CBS Sports' Jason La Canfora originally broke the news that the negotiations were going on between the two sides:
Sounds like Matt Flynn heading to Oakland via trade, and Carson Palmer will be on his way out (possibly to AZ). trying to nail down details— Jason La Canfora (@JasonLaCanfora) March 29, 2013
Nothing has been finalized yet, but NFL Network's Albert Breer reports that the Raiders would have to part ways with one of their limited draft picks in 2013 and a conditional 2014 selection to make the deal happen.
Oakland has a lot of holes on the roster, particularly on the defensive side of the ball. But in order to combat that, the team must find an answer under center.
Carson Palmer is due $13 million in salary and is refusing to take a pay cut.
Thus, a trade for Flynn makes sense to provide stability at football's most important position.
The health of stud running back Darren McFadden is always a concern, but when he's on the field and running the proper plays, Run DMC is one of the best in the game.
Before and after McFadden suffered a high ankle sprain in the middle of the season, the zone running concepts implemented by offensive coordinator Greg Knapp saw McFadden average just 3.3 yards per carry in 2012.
Now, with newly hired OC Greg Olson, a more north-south playbook will be in place. Olson used to coach Steven Jackson with the St. Louis Rams and LeGarrette Blount with the Tampa Bay Buccaneers, and both ran for over 1,000 yards under his direction (h/t ESPN via AP).
How does this all relate to Flynn? A heavy reliance on the running game will allow the Raiders to be effective off of play-action fakes, and Flynn's underrated mobility will allow him to cut the field in half on bootlegs to make smart, efficient plays.

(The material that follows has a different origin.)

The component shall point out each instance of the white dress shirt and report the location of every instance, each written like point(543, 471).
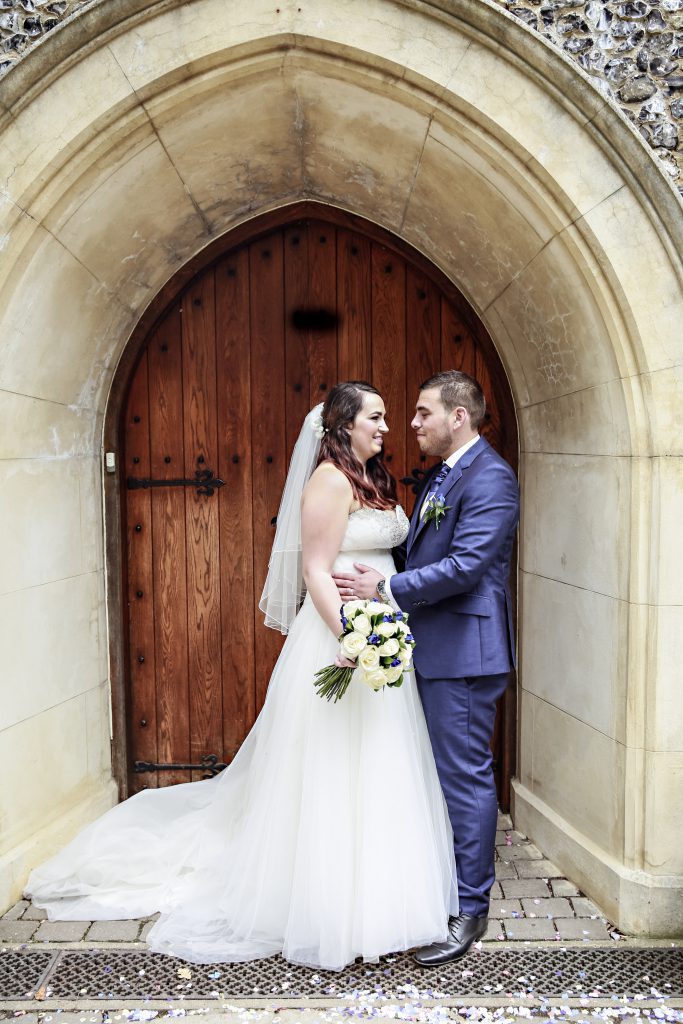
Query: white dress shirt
point(451, 461)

What should the Raiders do at the QB position?
However, if McFadden can chew up tons of clock on the ground and Flynn can play to his strengths and limit mistakes in 2013, Oakland has a chance to be a stronger team than many expect.
Flynn doesn't necessarily have elite arm strength but has displayed the football IQ and wise decision-making in his limited NFL action to be a competent starter. He would have started in Seattle if not for the meteoric rise of rookie third-round pick Russell Wilson.
The sample size on Flynn is small, but if two franchises have considered making this type of investment in him with just two NFL starts under his belt, he must provide some hope of being a franchise quarterback.
Oakland also has interest in former Arizona Cardinals quarterback Kevin Kolb, according to the Sirius XM NFL Radio's Adam Caplan:
In addition to having interest in Seahawks QB Matt Flynn, the Raiders have discussed the possibility of signing QB Kevin Kolb.— Adam Caplan (@caplannfl) March 29, 2013
While Kolb wouldn't cost any draft picks, he has had ample opportunities to start and could barely beat out John Skelton in Arizona to start 2012.
Combine that with Kolb's injury issues and hesitancy to make throws at times—something that Flynn would excel at within Olson's offense—and it makes any sort of investment in him as a starter extremely risky.
Losing out on valuable draft picks is not an ideal scenario for McKenzie, but if Flynn does indeed succeed as a starter—as multiple teams seem to believe he can—it will be a worthwhile investment.